Using Knowledge and Evidence in Health Care: Multidisciplinary Perspectives

Description

311 pages
Contains Illustrations, Bibliography, Index
$60.00
ISBN 0-8020-8832-1
DDC 362.1

Year

2004

Contributor

Edited by Louise Lemieux-Charles and François Champagne
Reviewed by Jane Heath

Jane Heath teaches psychology at Ryerson University in Toronto.

Review

The editors of this book have performed a valuable service for
researchers in the biological sciences, for health-care policy-makers
and practitioners, and for related industries. Authors of varying
professional backgrounds present and discuss the results of a seven-year
research collaboration examining the use of research-based knowledge and
evidence in health care, from the clinical, organizational,
informational, and political viewpoints.

The focus is on understanding the links between the structure and
nature of research evidence and its use in decision-making in
health-care settings.

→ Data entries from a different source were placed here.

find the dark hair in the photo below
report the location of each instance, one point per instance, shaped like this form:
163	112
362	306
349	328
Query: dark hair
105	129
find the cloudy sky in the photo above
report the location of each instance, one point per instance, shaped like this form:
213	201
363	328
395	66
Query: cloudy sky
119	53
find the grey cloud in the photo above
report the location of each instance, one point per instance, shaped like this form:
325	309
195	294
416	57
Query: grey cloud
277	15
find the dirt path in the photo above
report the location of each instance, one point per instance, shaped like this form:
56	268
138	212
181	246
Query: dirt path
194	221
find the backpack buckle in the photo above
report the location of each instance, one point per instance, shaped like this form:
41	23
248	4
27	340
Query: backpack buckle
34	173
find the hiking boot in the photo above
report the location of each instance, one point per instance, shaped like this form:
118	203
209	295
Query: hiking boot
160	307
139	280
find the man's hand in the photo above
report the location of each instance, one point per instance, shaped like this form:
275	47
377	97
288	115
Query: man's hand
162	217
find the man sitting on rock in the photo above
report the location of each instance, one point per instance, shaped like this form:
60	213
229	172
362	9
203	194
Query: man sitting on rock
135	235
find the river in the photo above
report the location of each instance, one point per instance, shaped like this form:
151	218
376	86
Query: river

As well, the ways in which research evidence is
currently made use of, underlying assumptions governing this usage, and
challenges and limits involved in the practice of evidence-based
decision-making are examined from a multidisciplinary perspective.

The range of topics discussed is comprehensive: encompassing social
sciences models of knowledge utilization and the implicit theories of
the relationship of science and practice on which they are based; the
interpretation and use of knowledge in the making of political policy;
the diffusion of research-based innovations in health-care systems and
the determinants of their dissemination and use; models of evaluation of
research evidence and utilization, and the actual decision-making
process at the organizational/political levels, its nature,
determinants, and outcome quality; methods for sifting useful studies
from the plethora of published research; differences between expert and
non-expert approaches to understanding; human–computerized decision
support in clinical settings; and an analysis and synthesis of the
current understanding of evidence-based decision-making in the field of
nursing.

Each chapter constitutes a discussion and analysis of one of the
aforementioned topics that is both thought-provoking and thoroughly
grounded in recent and seminal research. Taken as a whole, this book is
a valuable multidisciplinary examination of vital and topical issues, in
an area of burgeoning interest to the many sectors of society involved,
directly or indirectly, with the provision of health care.